Review: Arms Review

Imagens ARMS Antevisao

We don’t get a lot of new IP from Nintendo; granted, they have a cast of exclusive characters that other companies could only dream of. But, that’s why people always get excited about something new from video games’ constant — a new idea, a new style, a new intellectual property. And that makes sense; they knock it out of the park a lot of the time. 

Arms is something new, something different, something almost hard to nail down. It’s a strange beast; one which feels like it never goes the whole way in either direction. It’s an over-the-shoulder shooter masquerading as a fighting game, without the sensibilities of one from modern day. There’s an element of strategy involved in a one-on-one battle, but it’s not like your tactical nous will be massively stretched, either. As long as you grab the blocks, block the punches, and punch the grabs, you’ll do just fine, for the most part.
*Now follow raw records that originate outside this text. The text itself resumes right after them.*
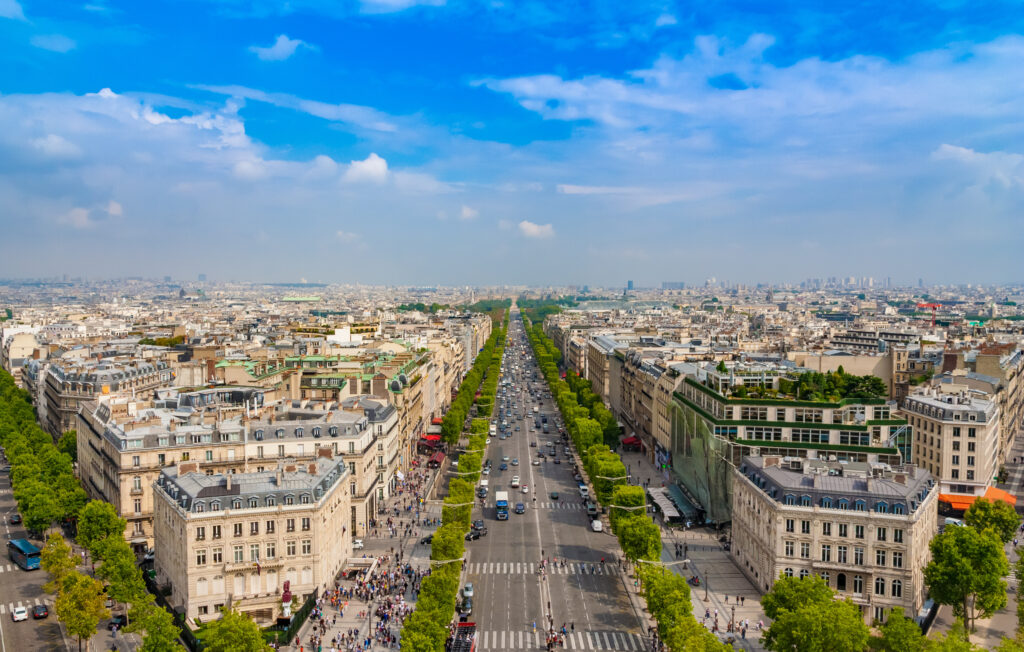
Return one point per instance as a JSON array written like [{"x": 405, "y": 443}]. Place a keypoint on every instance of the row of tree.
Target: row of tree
[
  {"x": 590, "y": 426},
  {"x": 967, "y": 571}
]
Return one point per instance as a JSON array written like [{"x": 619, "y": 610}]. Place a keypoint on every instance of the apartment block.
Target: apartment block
[
  {"x": 243, "y": 538},
  {"x": 864, "y": 528}
]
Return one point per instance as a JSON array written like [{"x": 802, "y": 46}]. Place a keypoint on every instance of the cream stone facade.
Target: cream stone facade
[
  {"x": 864, "y": 528},
  {"x": 239, "y": 538}
]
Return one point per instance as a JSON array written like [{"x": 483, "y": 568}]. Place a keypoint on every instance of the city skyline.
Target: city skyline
[{"x": 451, "y": 143}]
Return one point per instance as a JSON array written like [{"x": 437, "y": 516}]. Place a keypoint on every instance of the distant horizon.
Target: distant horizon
[{"x": 449, "y": 140}]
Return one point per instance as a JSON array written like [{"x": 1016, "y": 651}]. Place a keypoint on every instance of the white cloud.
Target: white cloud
[
  {"x": 11, "y": 9},
  {"x": 76, "y": 218},
  {"x": 365, "y": 117},
  {"x": 665, "y": 19},
  {"x": 391, "y": 6},
  {"x": 372, "y": 170},
  {"x": 282, "y": 49},
  {"x": 529, "y": 229},
  {"x": 55, "y": 146},
  {"x": 53, "y": 42}
]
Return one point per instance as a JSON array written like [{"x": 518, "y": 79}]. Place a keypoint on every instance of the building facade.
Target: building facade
[{"x": 864, "y": 528}]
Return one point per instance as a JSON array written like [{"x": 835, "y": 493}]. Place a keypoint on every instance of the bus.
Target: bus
[{"x": 24, "y": 554}]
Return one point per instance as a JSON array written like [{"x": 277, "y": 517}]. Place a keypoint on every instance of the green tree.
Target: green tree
[
  {"x": 900, "y": 634},
  {"x": 161, "y": 635},
  {"x": 998, "y": 516},
  {"x": 836, "y": 624},
  {"x": 791, "y": 594},
  {"x": 80, "y": 605},
  {"x": 639, "y": 537},
  {"x": 233, "y": 632},
  {"x": 69, "y": 444},
  {"x": 57, "y": 560},
  {"x": 966, "y": 572},
  {"x": 96, "y": 521}
]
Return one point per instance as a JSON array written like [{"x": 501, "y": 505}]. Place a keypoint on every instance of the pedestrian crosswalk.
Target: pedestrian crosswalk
[
  {"x": 522, "y": 568},
  {"x": 528, "y": 640},
  {"x": 28, "y": 604}
]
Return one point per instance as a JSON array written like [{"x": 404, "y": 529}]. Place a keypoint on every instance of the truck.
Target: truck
[
  {"x": 463, "y": 640},
  {"x": 502, "y": 504}
]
In its purest form, Arms involves you picking one of the ten available characters that have superhuman limbs that extend across the battlefield, and aiming to down another of the roster. Deal damage by slapping the taste out of their mouth with a well-timed hook, or throw them through the air, watching as they come crashing back down to earth. Defensively, you can dash left or right, and bring your fists toward your chest to block an onslaught. The basics are simple. This isn’t a fighting game wherein there are a myriad of different combos to learn for each character — the only thing Arms has in common with Street Fighter or Tekken is that you must drain your rival’s health bar to pick up the w. Hammering multiple buttons during a bout isn’t advised at all, really; a tactical approach will prove more fruitful. If Spring Man tries to grab you for a throw, a punch will quickly put a stop to that; when Byte attempts to throw a jab in your direction, a block will ensure your safety; and while weird green blob Helix is in the guard position, it’s vulnerable to being caught and flung across the environment. It’s all about having patience and recognising tells, reacting to their action.